未熟な兄弟

「我が血を分けし兄弟よ」
「ん? どうした千鶴」
「我が昨日より心待ちにしておいた甘美なる供物が無くなっているのだが……まさか貴殿の仕業ではあるまいな?」
「あー、プリンなら千鶴のものとは知らずに食べちゃったよ。ごめんごめん」
「そ、そのような態度で許されると思っているのか?」
「明日買って来るって。お兄ちゃんは大人だから、お詫びとして3つ買って来るよ」
「成熟した人間は、どこの馬の骨かも分からない供物を食べたりはしないだろう!?」
「その言い方は厨二病とはまた違うような気がするなぁ!」
「む、そうか……思わず取り乱してしまった。しかし、それだけのことを兄者はしたのだぞ」
「その口調やめたら? 疲れるでしょ」
「我が身に疲労などない。故に兄者の隣で深夜アニメを観る」
「深夜『アニメ』って素直に言っちゃってるし。
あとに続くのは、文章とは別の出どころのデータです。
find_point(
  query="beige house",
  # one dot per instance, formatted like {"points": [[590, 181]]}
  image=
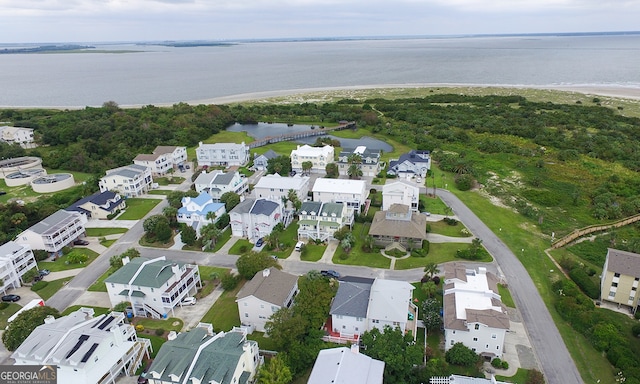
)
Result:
{"points": [[620, 276], [261, 297], [400, 225]]}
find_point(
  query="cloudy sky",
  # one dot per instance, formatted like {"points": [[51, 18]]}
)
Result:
{"points": [[23, 21]]}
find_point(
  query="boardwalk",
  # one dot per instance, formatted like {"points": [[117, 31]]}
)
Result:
{"points": [[300, 135]]}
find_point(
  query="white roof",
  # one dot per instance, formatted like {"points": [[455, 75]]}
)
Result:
{"points": [[340, 186], [279, 182], [343, 366], [389, 300]]}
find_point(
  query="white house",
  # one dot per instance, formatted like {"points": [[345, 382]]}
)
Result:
{"points": [[414, 163], [318, 156], [54, 232], [152, 286], [362, 304], [369, 161], [473, 312], [130, 181], [85, 349], [99, 205], [195, 211], [400, 192], [15, 260], [218, 183], [352, 192], [17, 135], [255, 218], [199, 356], [346, 365], [227, 154], [260, 162], [277, 187], [267, 292], [319, 221]]}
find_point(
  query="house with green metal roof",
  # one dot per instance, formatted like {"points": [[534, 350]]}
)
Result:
{"points": [[154, 287], [199, 356], [319, 221]]}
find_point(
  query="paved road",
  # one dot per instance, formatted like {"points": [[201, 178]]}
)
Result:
{"points": [[556, 362]]}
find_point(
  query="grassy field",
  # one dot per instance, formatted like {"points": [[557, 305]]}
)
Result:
{"points": [[137, 208], [61, 263], [99, 232]]}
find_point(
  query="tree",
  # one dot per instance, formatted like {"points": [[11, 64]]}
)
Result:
{"points": [[398, 350], [431, 314], [306, 167], [275, 372], [332, 170], [460, 354], [188, 235], [230, 200], [22, 326], [251, 263]]}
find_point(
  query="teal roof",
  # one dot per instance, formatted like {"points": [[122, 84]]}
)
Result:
{"points": [[153, 275], [217, 361]]}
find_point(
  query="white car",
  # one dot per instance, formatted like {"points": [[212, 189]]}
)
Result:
{"points": [[189, 301]]}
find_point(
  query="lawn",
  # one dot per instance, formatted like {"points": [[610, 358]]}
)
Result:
{"points": [[53, 287], [224, 313], [61, 264], [442, 228], [97, 310], [138, 208], [99, 232], [313, 252]]}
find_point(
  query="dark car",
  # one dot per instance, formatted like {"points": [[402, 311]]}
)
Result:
{"points": [[10, 298], [330, 273]]}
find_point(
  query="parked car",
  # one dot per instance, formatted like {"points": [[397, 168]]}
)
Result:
{"points": [[189, 301], [10, 298], [330, 273]]}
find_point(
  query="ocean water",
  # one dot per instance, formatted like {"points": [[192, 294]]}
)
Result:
{"points": [[160, 75]]}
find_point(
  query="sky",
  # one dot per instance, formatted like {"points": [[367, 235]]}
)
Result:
{"points": [[33, 21]]}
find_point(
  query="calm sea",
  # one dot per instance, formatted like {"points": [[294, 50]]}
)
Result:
{"points": [[159, 75]]}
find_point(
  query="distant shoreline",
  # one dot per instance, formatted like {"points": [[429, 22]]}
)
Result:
{"points": [[622, 92]]}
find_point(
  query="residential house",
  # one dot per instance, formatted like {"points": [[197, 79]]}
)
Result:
{"points": [[130, 181], [218, 183], [15, 260], [17, 135], [318, 156], [363, 304], [399, 225], [260, 162], [473, 312], [263, 295], [352, 192], [400, 192], [319, 221], [346, 366], [54, 232], [226, 154], [369, 161], [199, 356], [85, 349], [255, 218], [199, 211], [154, 287], [415, 163], [277, 187], [619, 279], [100, 205]]}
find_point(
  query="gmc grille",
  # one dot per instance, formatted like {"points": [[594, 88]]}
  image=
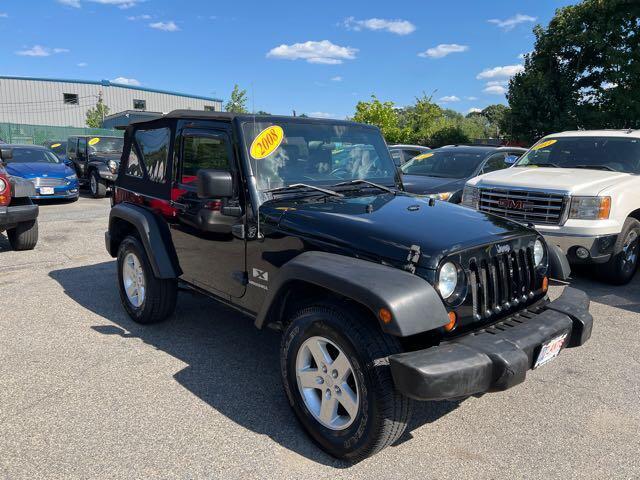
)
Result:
{"points": [[48, 182], [524, 206], [499, 283]]}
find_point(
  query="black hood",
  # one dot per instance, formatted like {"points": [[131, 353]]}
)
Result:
{"points": [[385, 227], [425, 185]]}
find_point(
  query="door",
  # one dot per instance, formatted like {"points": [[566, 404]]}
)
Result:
{"points": [[210, 255]]}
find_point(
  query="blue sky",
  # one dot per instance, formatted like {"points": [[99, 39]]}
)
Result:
{"points": [[317, 57]]}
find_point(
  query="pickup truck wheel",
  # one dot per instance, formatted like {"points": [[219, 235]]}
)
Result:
{"points": [[619, 270], [146, 299], [24, 236], [97, 186], [338, 382]]}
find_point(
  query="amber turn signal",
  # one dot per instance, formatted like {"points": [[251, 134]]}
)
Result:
{"points": [[385, 315], [453, 318]]}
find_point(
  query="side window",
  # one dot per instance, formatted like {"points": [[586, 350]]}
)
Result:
{"points": [[203, 151], [154, 146], [495, 162], [82, 147]]}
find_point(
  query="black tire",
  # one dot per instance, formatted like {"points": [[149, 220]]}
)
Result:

千鶴は子どもなんだから、早く寝なさい」
「……我は知っているんだぞ」
「なにを?」
「兄者が学業を疎かにしている理由に自らはまだ幼子だと言っていることをな……」
「ちょっと待って、なんで知ってるの」
「兄者が母に言い訳している時、我も家にいたからな。フハハ、結局兄者は幼子なのか? それとも成熟した人間なのか?」
「ぐぬ……」
「定まらぬものだなぁ?」
「うるしゃい」
「ふみゃ、にゃ、にゃにをしゅる」
「千鶴のほっぺ柔らかいね」
「あ、あにじゃのふぁか!!」

麦茶を買います。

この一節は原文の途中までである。